Kipling GO and Subway StationKipling GO and Subway Station.
Source: AECOM, 2021

Condominium construction on south side of Dundas Street West at Wilmar RoadCondominium construction on south side of Dundas Street West at Wilmar Road.
Source: AECOM, 2021

Traffic & Transportation

  • Within Toronto, Dundas Street has a six-lane cross-section with a centre two-way left-turn lane providing access to many side streets and private driveways. The curbside traffic lane is designated as a high occupancy vehicle lane in both directions, permitting only transit vehicles, taxis and personal vehicles with occupancy of three persons or more for designated time periods.
  • Sidewalks are provided on either side of Dundas Street, with no dedicated cycling facilities provided.
  • Generally heavier volumes during the afternoon peak hours as compared to those in the morning peak hours. The largest directional traffic volumes along Dundas Street are 1,900 vehicles in the morning peak hour and 2,100 vehicles in the afternoon peak hour.
  • All intersections with major arterial roads operate at acceptable levels of service in both the morning and afternoon peak hours.
  • In both the morning and afternoon peak hours, the most congestion occurs at intersections near the Highway 427 interchange and near Kipling Transit Hub due to high volumes of local buses accessing the terminal.

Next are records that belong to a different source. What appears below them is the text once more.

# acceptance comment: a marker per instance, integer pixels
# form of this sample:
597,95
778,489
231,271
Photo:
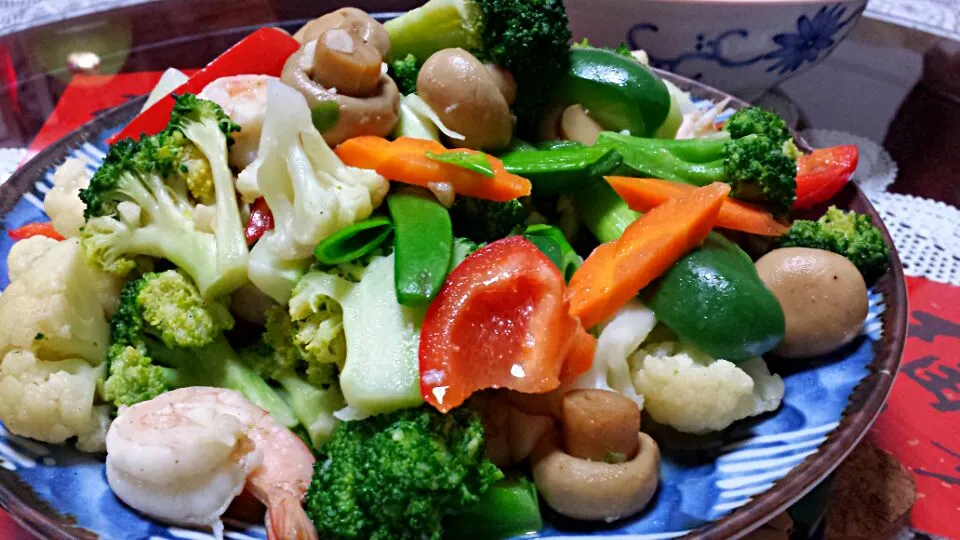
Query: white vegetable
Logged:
310,192
62,202
694,393
52,401
619,338
57,304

Climate Change & Sustainability

  • A Greenhouse Gas Inventory is being developed that incorporates the emissions during construction and operations and will include the resulting mode shift as a result of the entire Dundas BRT.
  • Within Toronto, Dundas Street is subjected to riverine flooding at Etobicoke Creek, which will be included in the Risk Assessment.
  • The application of Metrolinx’s broader sustainability initiatives currently underway will be included in the design, construction and operation of the Dundas BRT with the goal of improving environmental and social outcomes. In addition, recommendations will be made to reduce greenhouse gas emissions along the corridor.

Vehicular traffic travelling eastbound on Dundas Street at the Aukland Road intersection in TorontoVehicular traffic travelling eastbound on Dundas Street at the Aukland Road intersection in Toronto.